Jimmy Carter mendapat nilai tinggi dari para elit media Amerika dan internasional atas visi utopisnya mengenai perlucutan senjata dunia, perdamaian di Timur Tengah, dan kebijakan “keterlibatan”-nya. Namun dia “terkejut dan terkejut” ketika Soviet menginvasi Afghanistan dan “sangat kecewa” karena kaum revolusioner Islam yang merebut kekuasaan di Teheran menolak tawarannya untuk “dialog untuk menyelesaikan perbedaan kita”.

Meskipun pemerintahan Obama telah sukses secara spektakuler dalam mendorong agenda domestiknya melalui Kongres, kebijakan keamanan nasionalnya mungkin lebih merusak aspirasinya dibandingkan apa pun yang dilakukannya di dalam negeri. Janjinya untuk melakukan pemotongan besar-besaran terhadap anggaran pertahanan AS bahkan lebih kejam daripada janji Jimmy Carter dan pasti akan diawasi oleh sekutu dan musuh. Lebih buruk lagi, sikap Obama yang obsesif dan alasan-alasan yang ia berikan kepada para pemimpin asing membuatnya tampak seperti pemimpin yang lebih lemah dibandingkan Carter.

Minggu ini, menyusul laporan jumlah korban yang lebih besar di Afghanistan dan rilis besar-besaran materi rahasia di Internet, jajak pendapat menunjukkan bahwa hanya 36 persen rakyat Amerika yang menyetujui kinerjanya sebagai panglima tertinggi.

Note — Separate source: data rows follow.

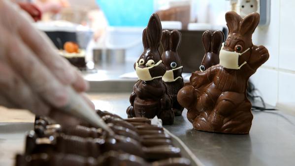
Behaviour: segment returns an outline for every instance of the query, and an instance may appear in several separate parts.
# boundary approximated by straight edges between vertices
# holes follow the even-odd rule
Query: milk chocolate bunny
[[[203,33],[202,40],[205,53],[199,68],[203,71],[219,64],[219,52],[224,40],[224,35],[220,31],[206,31]]]
[[[257,13],[242,18],[227,12],[229,34],[220,51],[220,64],[193,73],[190,85],[178,92],[178,102],[188,109],[188,119],[195,129],[249,133],[253,116],[246,93],[247,82],[269,56],[264,46],[252,43],[259,19]]]
[[[178,55],[178,48],[181,41],[181,34],[177,30],[170,32],[163,31],[162,54],[163,63],[166,66],[166,72],[162,79],[167,87],[168,94],[172,99],[172,109],[175,116],[181,115],[183,107],[177,101],[177,93],[184,86],[182,73],[182,64]]]
[[[153,14],[142,33],[144,51],[134,65],[139,79],[134,85],[127,113],[128,117],[153,118],[157,115],[163,124],[170,125],[174,115],[172,100],[162,81],[166,66],[159,52],[162,35],[161,21],[158,15]]]

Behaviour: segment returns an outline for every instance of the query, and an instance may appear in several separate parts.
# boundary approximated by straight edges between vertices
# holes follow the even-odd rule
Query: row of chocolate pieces
[[[107,112],[98,113],[115,135],[88,124],[64,129],[40,117],[35,121],[34,131],[27,136],[25,154],[17,156],[16,166],[43,166],[48,160],[54,163],[50,166],[189,166],[189,161],[181,158],[179,148],[173,146],[170,136],[163,128],[151,125],[149,119],[124,120]],[[105,163],[108,161],[111,162]]]
[[[207,33],[203,38],[206,52],[211,50],[217,54],[220,49],[219,62],[211,59],[214,56],[205,57],[203,61],[212,63],[207,63],[208,66],[203,64],[200,67],[202,71],[192,73],[190,82],[179,91],[177,100],[188,109],[187,118],[195,129],[248,133],[253,119],[246,95],[248,81],[269,55],[264,46],[252,43],[252,35],[260,20],[258,13],[242,18],[228,12],[225,19],[229,36],[221,49],[214,41],[214,38],[221,40],[221,35]],[[207,42],[208,38],[213,42]]]
[[[159,51],[161,39],[162,57]],[[159,16],[152,15],[142,33],[144,52],[134,64],[139,80],[130,96],[128,117],[157,116],[164,125],[171,125],[174,114],[181,115],[183,107],[177,100],[177,92],[184,86],[178,53],[181,40],[178,31],[162,31]]]

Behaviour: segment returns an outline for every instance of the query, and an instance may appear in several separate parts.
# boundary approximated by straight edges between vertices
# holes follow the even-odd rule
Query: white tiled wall
[[[258,27],[253,37],[254,44],[268,49],[270,58],[251,80],[266,103],[295,104],[295,0],[270,1],[270,24]]]

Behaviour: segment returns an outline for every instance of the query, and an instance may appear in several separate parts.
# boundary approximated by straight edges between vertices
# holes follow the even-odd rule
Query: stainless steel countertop
[[[92,95],[97,108],[126,118],[130,93]],[[99,100],[98,100],[100,99]],[[107,108],[109,108],[109,109]],[[295,116],[280,111],[254,111],[249,134],[201,132],[193,129],[185,109],[174,124],[164,126],[179,137],[205,166],[294,166]]]
[[[130,93],[89,94],[96,108],[123,118],[127,116],[130,95]],[[0,166],[13,165],[15,153],[23,152],[25,132],[33,129],[32,115],[15,112],[9,116],[9,112],[12,111],[0,110],[0,116],[9,117],[8,121],[0,123]],[[196,131],[188,121],[186,112],[185,110],[182,116],[176,117],[173,125],[164,127],[179,137],[205,166],[295,164],[294,116],[280,111],[254,112],[250,134],[234,135]]]

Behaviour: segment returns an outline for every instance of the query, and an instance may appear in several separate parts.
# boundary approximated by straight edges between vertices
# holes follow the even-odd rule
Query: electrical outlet
[[[260,14],[260,26],[269,24],[270,0],[238,0],[236,11],[242,17],[253,12]]]
[[[258,0],[240,0],[238,6],[240,9],[240,15],[244,17],[253,12],[258,11],[259,3]]]

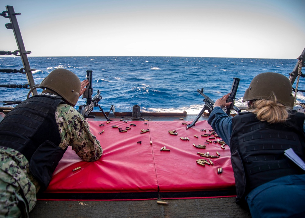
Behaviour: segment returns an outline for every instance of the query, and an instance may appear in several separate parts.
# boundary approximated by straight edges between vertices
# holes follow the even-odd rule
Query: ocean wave
[[[43,71],[41,70],[36,70],[35,71],[32,71],[32,73],[33,74],[34,74],[37,73],[39,73],[39,72],[43,72]]]
[[[106,80],[106,79],[98,79],[96,81],[96,82],[99,82],[100,81],[101,82],[111,82],[110,81],[109,81],[109,80]]]

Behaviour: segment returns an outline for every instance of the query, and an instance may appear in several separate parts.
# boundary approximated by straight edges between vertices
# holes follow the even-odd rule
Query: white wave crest
[[[301,92],[297,93],[296,98],[301,101],[305,100],[305,96],[304,96],[304,93]]]
[[[186,111],[187,114],[188,115],[198,115],[202,109],[203,104],[197,104],[190,105],[188,107],[181,107],[178,108],[154,108],[143,107],[141,109],[143,112],[153,112],[158,113],[182,113],[184,111]]]
[[[106,79],[99,79],[97,80],[96,81],[96,82],[99,82],[100,80],[101,81],[105,81],[105,82],[112,82],[111,81],[109,81],[109,80],[106,80]]]
[[[38,73],[38,72],[42,72],[42,71],[40,70],[36,70],[35,71],[32,71],[32,73],[34,74],[36,73]]]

Angka tersebut tiga poin lebih rendah dibandingkan penilaian mereka terhadap penanganannya terhadap kekacauan ekonomi AS saat ini dan angka pengangguran sebesar 9,5 persen.

Tampaknya tidak terpengaruh oleh penurunan tajam jumlah tersebut, Obama mengirim Duta Besar John Roos, utusan AS ke Tokyo, untuk menyampaikan permintaan maaf seremonial. Ini juga merupakan “pertama” Obama lainnya: Seorang duta besar AS akan menghadiri upacara tahunan “Perdamaian Dunia” yang bersifat anti-Amerika dan terbuka di Hiroshima, di lokasi di mana senjata nuklir pertama dari dua senjata nuklir digunakan untuk mengakhiri Perang Dunia II.

Seperti biasa, media arus utama dan pers internasional memuji langkah tersebut. Apakah tindakan ini akan menjadi “ular” kebijakan luar negeri lainnya bagi Obama, tentu saja, bukan merupakan panggilannya. Terserah pada “Kami Rakyat”.

Indiana Jones, telepon kantormu.

– Oliver North adalah kolumnis sindikasi nasional, pembawa acara “War Stories” di Fox News Channel dan penulis “American Heroes”.